Personally, I don't think a CW degree is relevant in terms of getting a job. It's not relevant if you want to earn enough to feed a family of four. You need to arm yourself with something else, with some other skills set, you need to thoughtfully and consciously and ethically build up a network that can help you use those skills to earn some money, and then use the spare time to write. I mean, let's face it: not everyone become full-time writers. And even full-time writers do things other than churn out novel after novel after novel: they make music, they put up awesome YouTube channels with their brothers, they write episodes of Doctor Who.

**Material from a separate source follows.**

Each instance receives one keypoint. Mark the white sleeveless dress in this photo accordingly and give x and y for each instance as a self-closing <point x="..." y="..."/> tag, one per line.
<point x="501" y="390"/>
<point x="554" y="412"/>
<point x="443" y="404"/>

If asked, I think that creative writing as a pedagogy is important because it teaches craft, and craft is important. All the great ideas in the world will be useless if you can't communicate them in a way that is understandable, poignant, and beautiful. People focus so much on content, on "life experiences" that sometimes craft falls by the wayside. But then again, craft is not the be-all, end-all of writing, and let's face it, you can have all the craft drilled into your head but if you're not inclined to write, if you don't have the impetus of producing something at the end of the day, then there's no point.

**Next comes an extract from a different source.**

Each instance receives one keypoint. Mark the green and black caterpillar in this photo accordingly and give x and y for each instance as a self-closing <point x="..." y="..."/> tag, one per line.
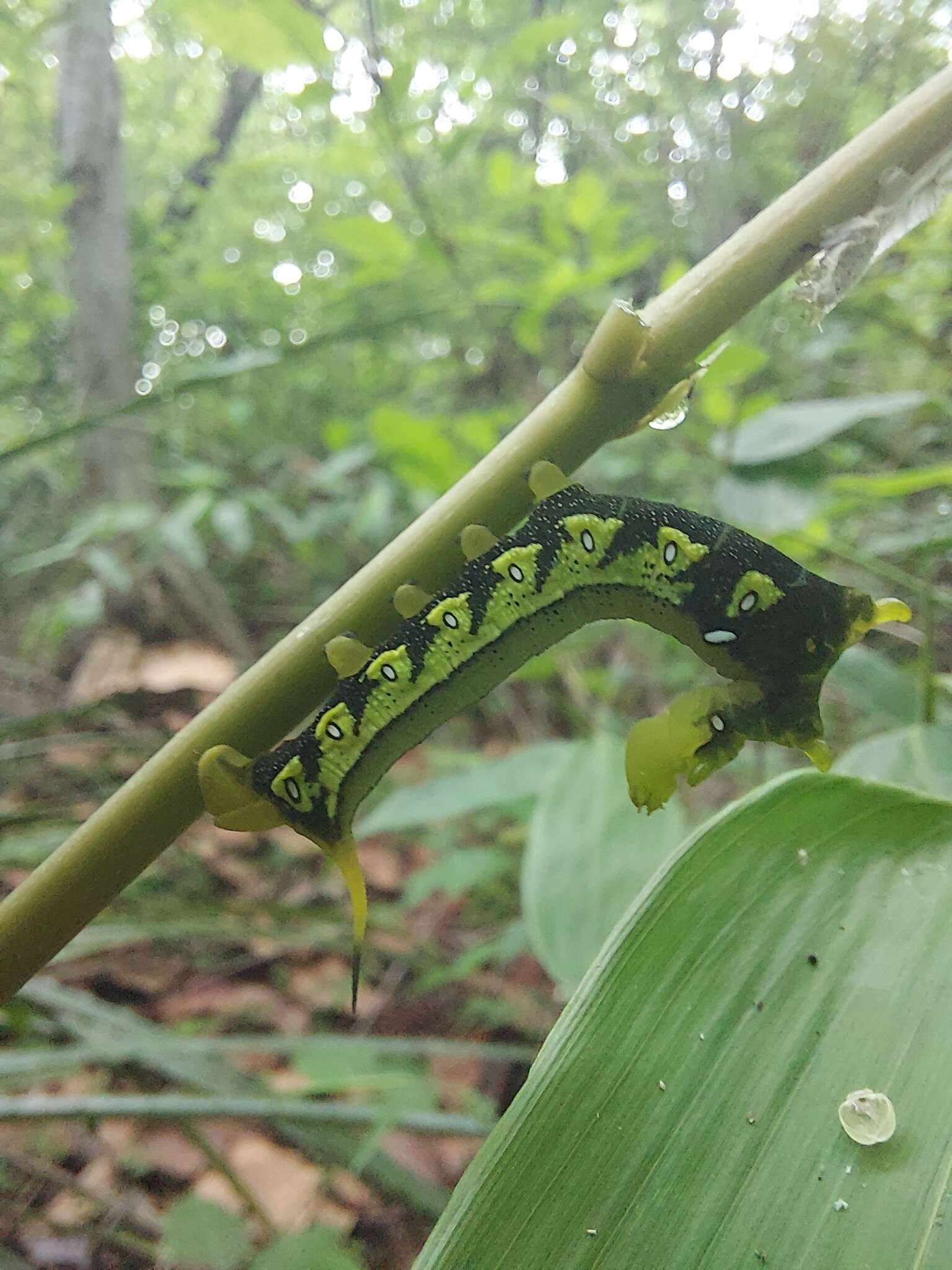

Creative writing is not a relevant degree because people take it up out of love of the written word, the consequences be damned. In that sense, it is not as relevant as, say, computer engineering or management or business administration. But in terms of contributing to something larger than yourself and your immediate concerns, then yes, writing is one of those activities where we try and figure out the intricacies of the human experience. But in doing so, we need to remember why we write in the first place, because it is that thought that will sustain us, that will make us pursue this love of telling stories. Because, let's face it, human civilization began because people said "Hey look, hunting and gathering and making and bearing children is not enough. Let's sit by the campfire, drink some alcohol, and tell stories."
And a thousand and more years later, we're still doing the same thing.